3.4 Prognostic factors of OS and PFS in ES-SCLC patients treated with chemotherapy plus ICIs

Univariate and multivariate COX regression analyses were conducted for the chemotherapy plus ICIs treatment group, with clinical outcomes defined as death and disease progression. The aim was to identify baseline characteristics, serum inflammatory markers, and tumor markers associated with survival. The results are summarized in Table 2. The univariate analysis revealed that ECOG PS=1 (HR: 2.37, 95% CI: 1.38-4.06, P=0.002) and brain metastases (HR: 2.10, 95% CI: 1.05-4.18, P=0.036) were associated with PFS in patients receiving first-line chemotherapy plus ICIs. Multivariate analysis confirmed that ECOG PS=1 (HR: 2.36, 95% CI: 1.38-4.03, P=0.002) and brain metastases (HR: 2.08, 95% CI: 1.05-4.14, P=0.038) were independent prognostic factors for PFS.

Table 2

Table 2. Univariate and multivariate analyses of progression-free survival and overall survival in ES-SCLC patients who received first-line chemotherapy +ICIs.

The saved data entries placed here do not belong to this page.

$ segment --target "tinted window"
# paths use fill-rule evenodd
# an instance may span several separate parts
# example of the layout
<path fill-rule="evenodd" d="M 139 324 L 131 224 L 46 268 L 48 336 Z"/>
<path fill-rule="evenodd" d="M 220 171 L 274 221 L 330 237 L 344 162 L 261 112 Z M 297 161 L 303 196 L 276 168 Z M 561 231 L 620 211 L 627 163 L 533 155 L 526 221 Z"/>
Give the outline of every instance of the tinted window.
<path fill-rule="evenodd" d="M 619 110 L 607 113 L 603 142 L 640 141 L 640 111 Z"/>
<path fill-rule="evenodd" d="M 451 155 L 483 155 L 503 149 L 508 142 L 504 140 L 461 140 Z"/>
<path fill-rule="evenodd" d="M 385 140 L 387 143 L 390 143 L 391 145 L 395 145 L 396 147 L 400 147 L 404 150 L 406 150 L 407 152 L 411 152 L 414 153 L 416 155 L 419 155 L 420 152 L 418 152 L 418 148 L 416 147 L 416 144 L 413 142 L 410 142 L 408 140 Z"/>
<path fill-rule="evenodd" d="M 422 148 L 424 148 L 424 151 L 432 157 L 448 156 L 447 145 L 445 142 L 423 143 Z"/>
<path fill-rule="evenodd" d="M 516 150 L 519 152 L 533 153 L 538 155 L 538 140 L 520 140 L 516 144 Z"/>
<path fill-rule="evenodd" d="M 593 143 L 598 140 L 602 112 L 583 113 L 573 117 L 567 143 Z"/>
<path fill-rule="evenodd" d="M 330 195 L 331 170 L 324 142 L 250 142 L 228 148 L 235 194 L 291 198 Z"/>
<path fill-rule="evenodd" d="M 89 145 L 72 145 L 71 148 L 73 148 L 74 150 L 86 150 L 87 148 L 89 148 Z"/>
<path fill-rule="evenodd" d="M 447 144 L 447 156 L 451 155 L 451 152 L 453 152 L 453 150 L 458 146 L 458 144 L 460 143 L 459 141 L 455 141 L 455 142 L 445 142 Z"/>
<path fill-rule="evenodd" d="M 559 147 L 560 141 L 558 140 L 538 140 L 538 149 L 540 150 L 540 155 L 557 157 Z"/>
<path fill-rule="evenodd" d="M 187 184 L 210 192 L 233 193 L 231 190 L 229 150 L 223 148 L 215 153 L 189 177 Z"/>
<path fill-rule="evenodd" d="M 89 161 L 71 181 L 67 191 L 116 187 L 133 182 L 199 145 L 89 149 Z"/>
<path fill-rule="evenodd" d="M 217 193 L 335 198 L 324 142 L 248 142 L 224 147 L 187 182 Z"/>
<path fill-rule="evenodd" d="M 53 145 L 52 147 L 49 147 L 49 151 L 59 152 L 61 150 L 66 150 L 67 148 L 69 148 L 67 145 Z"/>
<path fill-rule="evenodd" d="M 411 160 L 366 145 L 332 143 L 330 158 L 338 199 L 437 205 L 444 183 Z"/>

In contrast, the univariate analysis for OS showed that elevated CA72-4 (>7 U/mL, HR: 2.71, 95% CI: 1.11-6.62, P=0.029), SII > 146.11 (HR: 0.44, 95% CI: 0.22-0.92, P=0.028), NLR > 4 (HR: 0.50, 95% CI: 0.25-0.99, P=0.047), LMR> 2.01 (HR: 2.90, 95% CI: 1.33-6.34, P=0.008), and SIRI > 2.63 (HR: 0.29, 95% CI: 0.09-0.31, P<0.001) were associated with OS. However, multivariate analysis indicated that only SIRI > 2.63 (HR: 0.06, 95% CI: 0.01-0.29, P<0.001) was an independent prognostic factor for OS.

In addition, survival analysis was conducted to compare the outcomes of ES-SCLC patients treated with PD-1 inhibitors versus those treated with PDL-1 inhibitors. As shown in Figure 5A, the HR for OS between the PD-1 and PDL-1 groups was 0.980 (95% CI: 0.573-1.678, P=0.942), but the wide CI crossing the null value (HR=1) precludes definitive conclusions regarding equivalence or difference between groups.

Figure 5

Figure 5. Survival outcomes of different ICIs (PD-1/PDL-1) (A) Kaplan-Meier curves of OS stratified by different ICIs (PD-1/PDL-1); (B) Kaplan-Meier curves of PFS stratified by different ICIs (PD-1/PDL-1); OS, overall survival; PFS, progression free survival; ICIs, immune checkpoint inhibitors. HR, hazard ratio; CI, confidence interval; PD-1, programmed cell death protein 1; PDL-1, programmed cell death ligand 1.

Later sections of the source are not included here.